Her sabah perdeleri anlamsız bir ümitle açıyorum. Güneş doluyor içime. O ışıkla hemen bir kap su getiriyorum. Camın önündeki menekşelerimi suluyorum. O kadar sulamama, tatlı tatlı konuşmama rağmen hiç çiçek açmayan vefasız menekşelerimi… Olsun diyorum. Bir gün açacaklar elbet. Ümit kesilir mi Yaradan’dan? Sonra düşüveriyor, yaprakların arasına konduruverdiğim yapma çiçeklerden biri. Alıyorum yerden, usulca konduruveriyorum tekrar yerine. “Ne güzel oldun kız Meloş!” diyorum. “Saçının kenarına gül takmış Türkan Şoray gibisin vallahi.” Hepsine böyle isimler taktım. Camgüzeli Huriş mesela. Arada bir çiçek açan mor menekşe Nuriş. Onun yanındaki suratsız da Sabiş. Açtığını hiç görmedim. Boyuna yaprak çıkarıyor. Ne yapacaksak o kadar yaprağı. Her sabah bi paylıyorum onu, daha çok sallıyor suratını. En ortadaki mor mor pıtır pıtır açan güzelim de Hüsnüyusuf… Onu bir başka seviyorum. Başka bir isim de koymadım. Onun daha güzel bir isme ihtiyacı yok.

İşte efendim çiçeklerimle bir hayli vakit geçirdikten sonra kahvaltımı falan yapıyorum. Gelen giden de yok; ama evi topluyorum yine de. Ölür mölürsem evimi dağınık görmesinler. Ne pis kadınmış demesinler. Sonra genellikle pencerenin önüne geçiyorum yeniden. Gelene gidene bakıyorum, elimde gül kokulu tespihim. Her gün aynı çocuklar, aynı saatte aynı sokaktan okula gidiyor.  Öğretmen Sadık Bey, mutlaka saat sekiz buçukta buradan geçiyor. Banka Müdiresi Emel Hanım, siyah tayyörü, siyah topuklu ayakkabılarıyla kırıta kırıta yürüyor. Yağmur varsa o topuklularla hızlı hızlı yürüyüşü pek gülünçtür. Herkesi okuluna işine gönderdikten sonra televizyonun başına geçiyorum. Tam bir diziye başlıyorum ki yarısında uyuyakalıyorum. Hiçbirini tamamlayamıyorum.

Bazen başörtümü bağlayıp pazara çıkıyorum. Aldıklarımı taşıması çok zor oluyor. Gençlerde de iş yok artık. Yardım ediveren olmuyor. Pazar arabası aldım artık, baş edemedim de…

Bazen sokağın başında oturan kadınların yanına varıyorum. Çokluk benim yaşlarımda. Azıcık oradan azıcık buradan konuşuyoruz.
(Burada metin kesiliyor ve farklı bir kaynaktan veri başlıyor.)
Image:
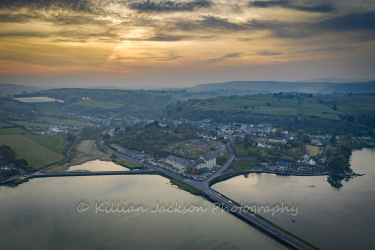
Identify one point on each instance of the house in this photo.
(277, 140)
(306, 157)
(191, 168)
(282, 165)
(312, 162)
(210, 160)
(263, 145)
(176, 162)
(200, 164)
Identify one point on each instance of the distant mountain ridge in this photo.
(264, 87)
(12, 89)
(338, 80)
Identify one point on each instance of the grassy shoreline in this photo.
(195, 191)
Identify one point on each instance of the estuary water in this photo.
(328, 217)
(77, 213)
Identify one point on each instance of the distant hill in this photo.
(339, 80)
(11, 89)
(266, 87)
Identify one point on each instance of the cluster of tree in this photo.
(246, 148)
(90, 133)
(339, 162)
(292, 95)
(8, 156)
(152, 138)
(5, 174)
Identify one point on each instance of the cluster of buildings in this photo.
(182, 165)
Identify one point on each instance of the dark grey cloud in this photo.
(219, 59)
(17, 18)
(353, 21)
(75, 5)
(268, 53)
(168, 6)
(208, 23)
(291, 5)
(244, 39)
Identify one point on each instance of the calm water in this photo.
(42, 214)
(98, 165)
(329, 218)
(38, 99)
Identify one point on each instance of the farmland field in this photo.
(38, 151)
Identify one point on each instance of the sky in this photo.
(81, 43)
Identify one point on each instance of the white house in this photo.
(277, 140)
(312, 162)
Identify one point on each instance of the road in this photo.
(203, 186)
(217, 197)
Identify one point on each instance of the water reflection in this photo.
(334, 213)
(98, 165)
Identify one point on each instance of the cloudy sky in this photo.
(184, 43)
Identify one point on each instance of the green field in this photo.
(357, 104)
(48, 108)
(314, 150)
(312, 108)
(3, 124)
(58, 121)
(34, 124)
(10, 131)
(39, 151)
(273, 105)
(126, 163)
(95, 103)
(243, 165)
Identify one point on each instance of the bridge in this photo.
(203, 186)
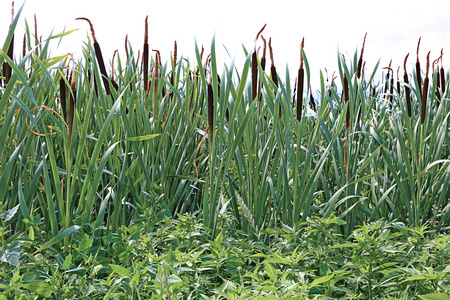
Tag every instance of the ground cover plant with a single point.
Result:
(162, 180)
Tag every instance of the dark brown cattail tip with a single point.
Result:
(126, 48)
(302, 45)
(264, 47)
(112, 65)
(72, 83)
(146, 30)
(362, 49)
(210, 110)
(24, 44)
(404, 63)
(418, 44)
(157, 62)
(175, 50)
(271, 53)
(35, 31)
(12, 13)
(92, 28)
(259, 32)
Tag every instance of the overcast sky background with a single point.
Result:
(393, 28)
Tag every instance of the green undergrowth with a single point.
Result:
(170, 258)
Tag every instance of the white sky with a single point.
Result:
(393, 27)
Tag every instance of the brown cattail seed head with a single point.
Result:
(259, 32)
(92, 28)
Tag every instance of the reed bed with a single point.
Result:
(364, 153)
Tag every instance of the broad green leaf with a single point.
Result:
(271, 272)
(10, 213)
(435, 296)
(120, 270)
(85, 243)
(43, 289)
(321, 280)
(59, 237)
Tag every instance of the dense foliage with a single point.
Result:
(101, 175)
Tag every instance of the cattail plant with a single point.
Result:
(300, 82)
(360, 61)
(346, 102)
(36, 41)
(273, 72)
(155, 85)
(172, 76)
(62, 95)
(7, 71)
(72, 106)
(442, 74)
(311, 100)
(263, 65)
(407, 90)
(425, 91)
(99, 56)
(418, 76)
(438, 81)
(145, 57)
(255, 67)
(113, 82)
(210, 113)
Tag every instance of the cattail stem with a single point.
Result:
(7, 70)
(300, 82)
(407, 90)
(418, 75)
(346, 98)
(62, 95)
(99, 56)
(145, 57)
(210, 113)
(155, 86)
(425, 92)
(442, 74)
(72, 103)
(358, 71)
(254, 74)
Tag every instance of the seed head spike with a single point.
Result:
(418, 44)
(359, 67)
(301, 53)
(271, 52)
(404, 63)
(259, 32)
(24, 44)
(264, 47)
(362, 49)
(92, 28)
(146, 30)
(35, 31)
(175, 54)
(12, 13)
(126, 49)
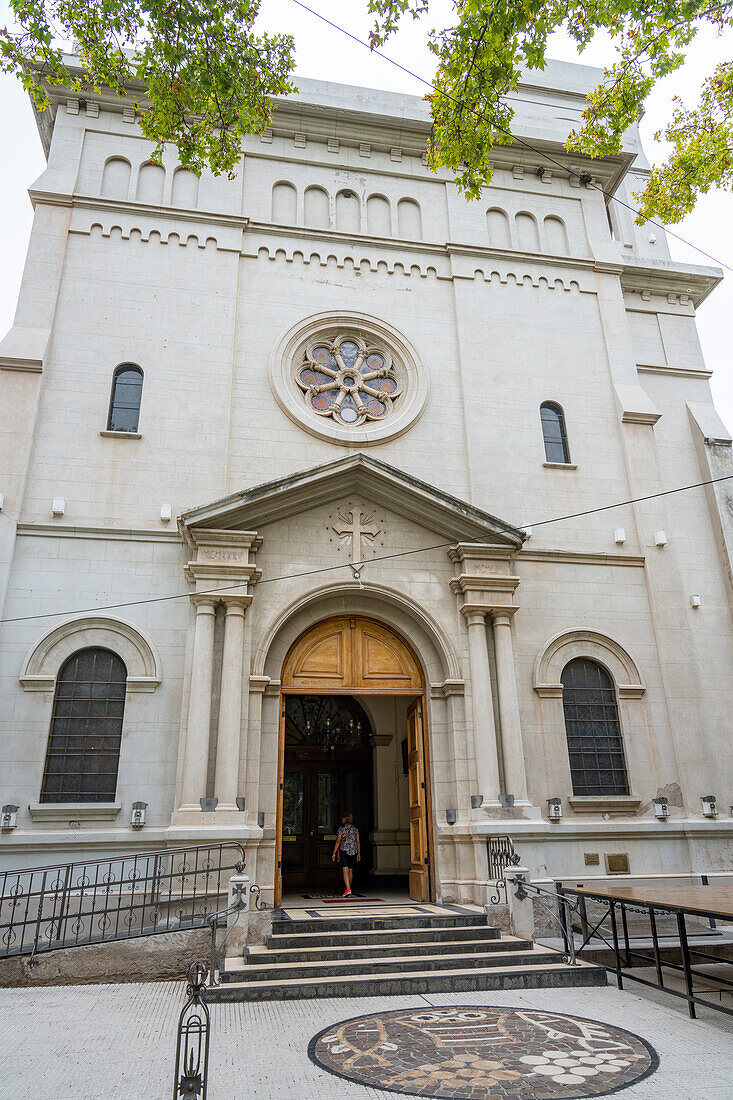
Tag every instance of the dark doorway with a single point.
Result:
(328, 772)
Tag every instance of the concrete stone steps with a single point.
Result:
(391, 983)
(372, 956)
(383, 948)
(350, 967)
(378, 923)
(327, 936)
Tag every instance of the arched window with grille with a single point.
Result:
(595, 747)
(86, 728)
(126, 398)
(554, 432)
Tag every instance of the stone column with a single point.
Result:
(230, 703)
(258, 686)
(509, 706)
(196, 757)
(484, 732)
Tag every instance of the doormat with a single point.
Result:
(345, 901)
(330, 900)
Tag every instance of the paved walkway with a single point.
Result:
(94, 1042)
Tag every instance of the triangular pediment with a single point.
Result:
(383, 484)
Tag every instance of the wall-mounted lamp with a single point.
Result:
(709, 805)
(662, 809)
(139, 815)
(555, 810)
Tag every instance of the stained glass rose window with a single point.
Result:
(349, 380)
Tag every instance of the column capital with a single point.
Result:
(502, 616)
(204, 605)
(236, 604)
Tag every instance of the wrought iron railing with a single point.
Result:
(628, 957)
(501, 856)
(120, 898)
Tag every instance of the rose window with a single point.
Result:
(348, 380)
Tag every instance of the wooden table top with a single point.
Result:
(707, 901)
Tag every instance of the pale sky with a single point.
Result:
(327, 54)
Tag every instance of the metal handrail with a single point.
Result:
(121, 897)
(626, 959)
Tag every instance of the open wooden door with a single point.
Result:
(419, 872)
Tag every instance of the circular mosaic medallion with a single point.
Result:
(476, 1053)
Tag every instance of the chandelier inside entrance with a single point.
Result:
(327, 722)
(348, 380)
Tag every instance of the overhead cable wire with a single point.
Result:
(357, 567)
(515, 138)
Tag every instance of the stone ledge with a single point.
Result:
(74, 811)
(603, 804)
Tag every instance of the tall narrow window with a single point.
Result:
(124, 403)
(554, 433)
(592, 728)
(86, 728)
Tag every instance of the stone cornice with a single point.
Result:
(122, 534)
(581, 558)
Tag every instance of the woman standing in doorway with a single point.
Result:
(348, 847)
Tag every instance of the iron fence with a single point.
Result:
(611, 920)
(96, 901)
(192, 1071)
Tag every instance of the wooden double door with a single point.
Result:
(337, 658)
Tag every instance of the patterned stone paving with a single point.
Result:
(474, 1053)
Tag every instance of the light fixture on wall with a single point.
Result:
(139, 814)
(555, 810)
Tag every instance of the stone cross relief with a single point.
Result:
(356, 525)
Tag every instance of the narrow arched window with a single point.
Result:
(554, 433)
(86, 728)
(124, 403)
(592, 728)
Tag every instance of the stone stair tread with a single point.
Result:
(351, 986)
(275, 968)
(505, 943)
(402, 931)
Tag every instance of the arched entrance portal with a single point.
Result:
(352, 738)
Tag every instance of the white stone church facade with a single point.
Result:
(305, 438)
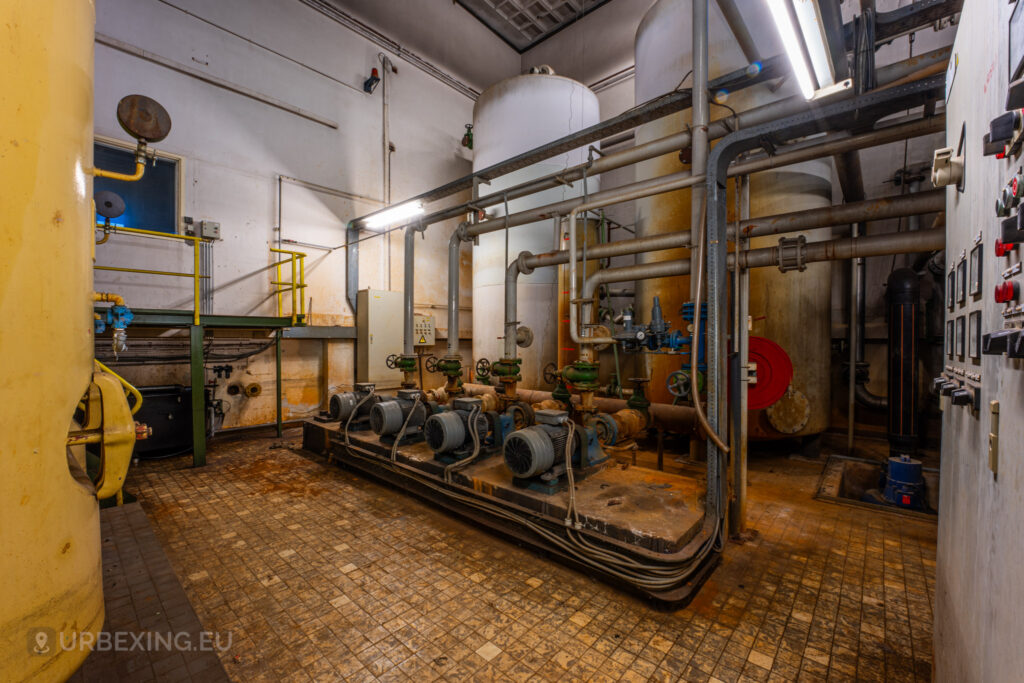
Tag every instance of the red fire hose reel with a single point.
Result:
(774, 372)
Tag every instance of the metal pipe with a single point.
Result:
(611, 197)
(738, 28)
(828, 250)
(680, 417)
(879, 209)
(699, 116)
(668, 144)
(682, 179)
(409, 287)
(511, 305)
(454, 265)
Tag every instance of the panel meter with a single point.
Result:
(423, 330)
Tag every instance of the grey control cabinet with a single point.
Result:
(379, 334)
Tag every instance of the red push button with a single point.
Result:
(1007, 292)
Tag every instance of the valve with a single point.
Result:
(678, 384)
(551, 374)
(430, 364)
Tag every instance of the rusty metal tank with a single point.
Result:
(793, 309)
(512, 117)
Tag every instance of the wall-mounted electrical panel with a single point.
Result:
(979, 595)
(423, 330)
(379, 334)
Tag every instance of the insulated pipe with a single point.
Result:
(718, 128)
(675, 416)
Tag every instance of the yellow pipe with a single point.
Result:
(196, 281)
(143, 270)
(128, 177)
(302, 285)
(128, 387)
(109, 297)
(281, 303)
(294, 291)
(152, 233)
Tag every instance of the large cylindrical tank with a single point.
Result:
(49, 517)
(793, 309)
(512, 117)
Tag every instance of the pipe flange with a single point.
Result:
(521, 262)
(793, 253)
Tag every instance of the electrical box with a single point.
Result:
(423, 330)
(379, 334)
(209, 229)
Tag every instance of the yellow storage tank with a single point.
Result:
(49, 517)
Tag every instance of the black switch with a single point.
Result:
(1012, 231)
(1015, 349)
(989, 148)
(995, 343)
(962, 397)
(1015, 94)
(1000, 129)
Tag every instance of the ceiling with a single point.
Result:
(523, 24)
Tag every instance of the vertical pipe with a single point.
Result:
(276, 384)
(279, 288)
(454, 262)
(295, 289)
(197, 271)
(409, 285)
(851, 410)
(198, 381)
(699, 118)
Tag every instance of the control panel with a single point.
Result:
(423, 330)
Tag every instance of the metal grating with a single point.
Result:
(523, 24)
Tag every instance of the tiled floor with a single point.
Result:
(142, 596)
(318, 573)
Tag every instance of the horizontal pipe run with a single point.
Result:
(718, 128)
(879, 209)
(675, 417)
(683, 179)
(148, 272)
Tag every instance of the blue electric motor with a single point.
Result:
(904, 482)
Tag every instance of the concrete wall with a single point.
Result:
(235, 147)
(979, 596)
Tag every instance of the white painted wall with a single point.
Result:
(236, 146)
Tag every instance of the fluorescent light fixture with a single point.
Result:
(806, 48)
(393, 215)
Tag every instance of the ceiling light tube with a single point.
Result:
(393, 215)
(794, 47)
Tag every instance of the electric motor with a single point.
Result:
(450, 430)
(536, 450)
(342, 404)
(387, 417)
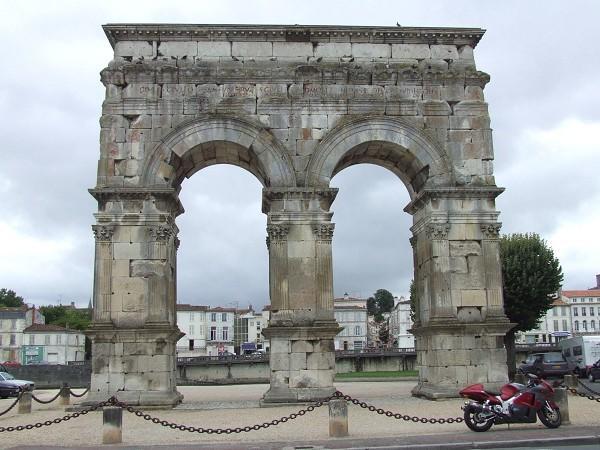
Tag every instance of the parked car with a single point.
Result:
(594, 372)
(9, 389)
(28, 385)
(545, 364)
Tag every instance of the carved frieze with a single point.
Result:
(160, 233)
(323, 231)
(438, 230)
(103, 233)
(491, 230)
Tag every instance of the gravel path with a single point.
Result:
(237, 406)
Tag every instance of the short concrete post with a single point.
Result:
(112, 423)
(338, 418)
(520, 378)
(65, 396)
(561, 398)
(25, 403)
(570, 381)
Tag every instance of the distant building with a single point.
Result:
(12, 323)
(52, 344)
(400, 322)
(351, 315)
(191, 320)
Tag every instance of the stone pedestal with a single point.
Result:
(302, 362)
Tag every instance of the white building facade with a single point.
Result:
(12, 323)
(351, 316)
(399, 324)
(52, 344)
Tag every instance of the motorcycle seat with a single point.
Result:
(492, 392)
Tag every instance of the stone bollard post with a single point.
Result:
(570, 381)
(25, 403)
(520, 378)
(65, 396)
(112, 421)
(561, 397)
(338, 418)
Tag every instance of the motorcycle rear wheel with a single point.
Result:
(476, 422)
(550, 416)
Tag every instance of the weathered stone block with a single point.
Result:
(292, 49)
(371, 50)
(411, 51)
(444, 52)
(252, 49)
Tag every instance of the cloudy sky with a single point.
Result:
(544, 104)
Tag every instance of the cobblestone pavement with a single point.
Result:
(237, 406)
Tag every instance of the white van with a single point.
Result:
(580, 353)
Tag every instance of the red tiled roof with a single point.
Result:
(43, 328)
(581, 293)
(188, 307)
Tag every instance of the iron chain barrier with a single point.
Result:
(113, 401)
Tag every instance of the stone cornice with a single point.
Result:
(490, 192)
(292, 33)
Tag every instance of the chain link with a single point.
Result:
(64, 418)
(398, 416)
(191, 429)
(78, 395)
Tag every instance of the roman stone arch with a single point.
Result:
(411, 154)
(205, 141)
(294, 105)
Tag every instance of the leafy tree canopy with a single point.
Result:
(9, 298)
(531, 275)
(66, 317)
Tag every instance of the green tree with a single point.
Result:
(9, 298)
(531, 276)
(413, 301)
(384, 300)
(371, 306)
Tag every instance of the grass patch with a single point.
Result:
(379, 374)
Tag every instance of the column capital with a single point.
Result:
(103, 233)
(491, 230)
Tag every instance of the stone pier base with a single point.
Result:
(302, 363)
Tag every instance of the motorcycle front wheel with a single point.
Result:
(476, 421)
(550, 416)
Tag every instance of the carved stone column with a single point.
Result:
(302, 326)
(461, 323)
(134, 331)
(102, 274)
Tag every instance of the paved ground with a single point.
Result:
(237, 406)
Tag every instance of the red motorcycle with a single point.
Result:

Güneş hangi köşeye vurursa biz oradan kalkıyoruz gölgede kalan köşeye oturuyoruz. Sonra oraya güneş vurunca diğer tarafa geçiyoruz. Öğle sonu gölgelik bir yer bulmuş tavuklar gibi kah demlenip kah eşiniyoruz. Bolca dedikoduya istemeden iştirak ettikten sonra pişmanlıkla eve dönüyorum. Bu kadın milletinin de ağzı hiç durmuyor. Beni de sokuyorlar günaha. Yanlarına gitsen olmuyor, gitmesen olmuyor.